O Ministério da Saúde publicou no Diário Oficial da União no dia 15 de outubro as resoluções que criam a estrutura para o funcionamento da Agência para o Desenvolvimento da Atenção Primária (Adaps). A agência, prevista na medida provisória que criou o programa Médicos pelo Brasil, aprovada no final de 2019 para substituir o Mais Médicos, e posteriormente instituída pelo decreto 10.283, de março de 2020, deve ficar responsável pela operacionalização do Médicos pelo Brasil, além de atuar em outras frentes, como a organização da prestação de serviços da Atenção Primária no âmbito do Sistema Único de Saúde (SUS), a incorporação de tecnologias assistenciais e de gestão e também promover a programas de qualificação profissional na Atenção Primária.
Ao todo foram publicadas cinco resoluções, que dispõem sobre o estatuto, o regimento interno, estrutura de cargos, regulamento para licitações e contrato de gestão com o Ministério da Saúde. A Adaps vai contar com um orçamento de R$ 1,2 bilhão para 2021 e 2022, e o Ministério estima que sejam contratados até 5 mil médicos para o provimento de vagas no programa Médicos pelo Brasil.
É uma privatização de duas formas efetivamente: a gestão da APS em nível federal vai se fazer por essa entidade, essa pessoa jurídica de direito privado, e a prestação de serviços na APS também, o cuidado individual e os cuidados coletivos também podendo ser terceirizados por esta entidade por meio da compra e venda de serviços de saúde. É algo gravíssimo - Bernadete Perez
Indução à privatização da atenção primária?
Desde seu anúncio, ainda na gestão de Luiz Henrique Mandetta no Ministério da Saúde, a Adaps vem sendo foco de críticas por parte de representantes do movimento sanitário. A Agência deve se estruturar como um Serviço Social Autônomo (SSA), de natureza jurídica privada. A modalidade é geralmente associada ao chamado ‘Sistema S’, conjunto de entidades privadas paraestatais vinculadas a confederações patronais que recebem recursos públicos para prestação de serviços sociais e de formação profissional. Caso, por exemplo, do Senai, ou Serviço Nacional de Aprendizagem Industrial, e do Sesc, o Serviço Social do Comércio. No caso da saúde, essa modalidade é mais rara, mas existe, por exemplo, no caso da Rede Hospitalar Sarah Kubitschek.
Além disso, a agência tem entre suas competências a possibilidade de firmar contratos e convênios com entidades privadas, inclusive instituições de ensino, para o cumprimento de seus objetivos. O artigo 4º da resolução que estabelece o estatuto da Adaps diz inclusive que a agência pode promover a venda de produtos e serviços, “desde que intrinsecamente ligados às suas competências institucionais, sendo os resultados econômicos dessas operações revertidos em ações que atendam à sua finalidade estatutária”.
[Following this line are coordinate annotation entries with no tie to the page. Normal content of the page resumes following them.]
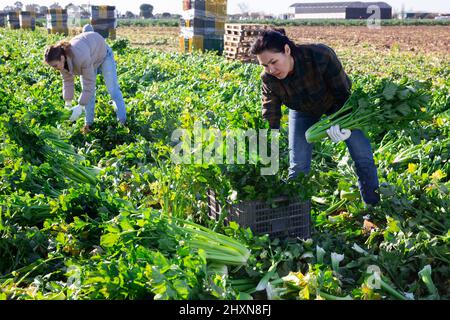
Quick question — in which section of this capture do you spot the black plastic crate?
[207,190,311,239]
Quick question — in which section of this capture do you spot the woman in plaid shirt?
[251,30,380,205]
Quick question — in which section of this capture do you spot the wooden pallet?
[224,34,257,43]
[225,29,264,37]
[225,23,269,30]
[224,46,250,55]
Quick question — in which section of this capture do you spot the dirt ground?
[117,26,450,56]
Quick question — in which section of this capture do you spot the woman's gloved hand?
[327,125,352,143]
[69,105,84,122]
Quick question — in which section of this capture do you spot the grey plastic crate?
[207,190,311,239]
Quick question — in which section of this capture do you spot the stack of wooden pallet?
[91,5,117,40]
[180,0,227,54]
[224,23,270,63]
[8,11,20,29]
[19,11,36,31]
[47,9,69,35]
[0,11,6,27]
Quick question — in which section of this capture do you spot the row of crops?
[0,30,450,300]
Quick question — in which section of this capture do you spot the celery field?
[0,29,450,300]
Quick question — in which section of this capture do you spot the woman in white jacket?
[45,25,127,132]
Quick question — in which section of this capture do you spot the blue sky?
[0,0,450,14]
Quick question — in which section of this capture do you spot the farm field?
[0,27,450,300]
[117,26,450,57]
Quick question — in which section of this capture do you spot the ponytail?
[250,28,296,55]
[44,41,72,63]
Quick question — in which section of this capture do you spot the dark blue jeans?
[289,110,380,205]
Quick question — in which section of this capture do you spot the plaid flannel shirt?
[261,44,351,129]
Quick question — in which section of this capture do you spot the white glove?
[327,125,352,143]
[69,105,84,122]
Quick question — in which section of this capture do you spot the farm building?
[289,2,392,19]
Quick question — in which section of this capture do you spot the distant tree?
[3,6,16,12]
[39,6,48,14]
[50,2,62,9]
[237,2,249,14]
[139,3,153,19]
[25,4,39,13]
[125,11,136,19]
[14,1,23,10]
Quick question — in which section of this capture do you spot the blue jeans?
[289,110,380,205]
[85,46,127,125]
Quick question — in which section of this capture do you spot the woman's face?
[256,45,294,80]
[48,56,66,71]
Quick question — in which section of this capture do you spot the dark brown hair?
[44,41,71,63]
[250,29,296,55]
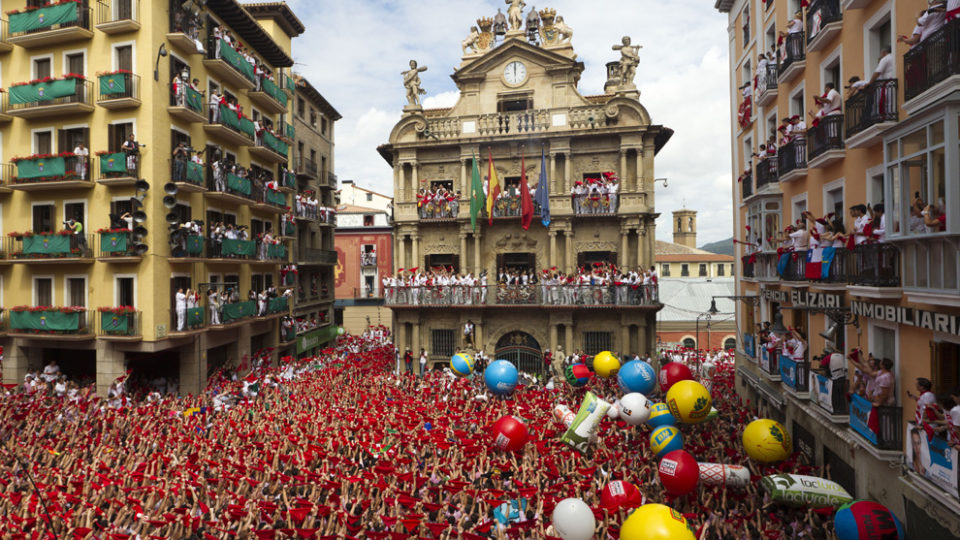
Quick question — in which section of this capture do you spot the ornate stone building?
[379,8,673,369]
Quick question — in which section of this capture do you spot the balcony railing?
[757,156,777,192]
[903,19,960,101]
[844,79,899,139]
[777,138,807,178]
[807,114,843,161]
[9,306,93,336]
[384,284,660,307]
[97,311,140,338]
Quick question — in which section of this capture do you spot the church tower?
[673,208,697,248]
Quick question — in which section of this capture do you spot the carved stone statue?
[401,60,427,108]
[503,0,527,30]
[613,36,643,86]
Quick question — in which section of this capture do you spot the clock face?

“É uma entidade jurídica de direito privado com a finalidade de promover a execução da política de Atenção Primária à Saúde. Quer dizer, extrapola e muito o que eles diziam que era o objetivo inicialmente, que era a distribuição de médicos”, alerta Bernadete Perez, professora da Universidade Federal de Pernambuco (UFPE) e vice-presidente da Associação Brasileira de Saúde Coletiva (Abrasco). ”, completa.
Ela chama atenção ainda para a composição do Conselho Deliberativo da entidade, que embora conte com um representante do Conselho Nacional de Saúde (CNS), é formado principalmente pelo governo e por entidades médicas que, segundo ela, tem atuado politicamente na defesa de “interesses privatistas e mercadológicos”, como a Associação Médica Brasileira (AMB), a Federação Nacional dos Médicos (Fenam) e o Conselho Federal de Medicina (CFM). Além de um representante de cada uma delas, o Conselho Deliberativo da Adaps é formado por seis representantes do Ministério da Saúde, um do Conselho Nacional de Secretários de Saúde (Conass), um do Conselho Nacional das Secretarias Municipais de Saúde (Conasems) e um do CNS.
Coordenadora do Programa de Saúde do Instituto Brasileiro de Defesa do Consumidor (Idec), Ana Carolina Navarrete, afirma que a publicação das resoluções vêm em um momento de avanço da agenda do setor privado da saúde no segundo semestre de 2021, como por exemplo com o reinício dos trabalhos da comissão especial da Câmara dos Deputados que discute alterações na lei 9.656/98, o Marco Legal dos Planos de Saúde. Está tudo vindo com muita força nesse segundo semestre de 2021. E a minha leitura é de que essas coisas estão interligadas, no sentido dos interesses que elas representam, interesses de estreitamento das relações público-privado na saúde”, pondera Ana Carolina.
O Ministério da Saúde não respondeu à solicitação de entrevista encaminhada pela reportagem do Portal EPSJV/Fiocruz.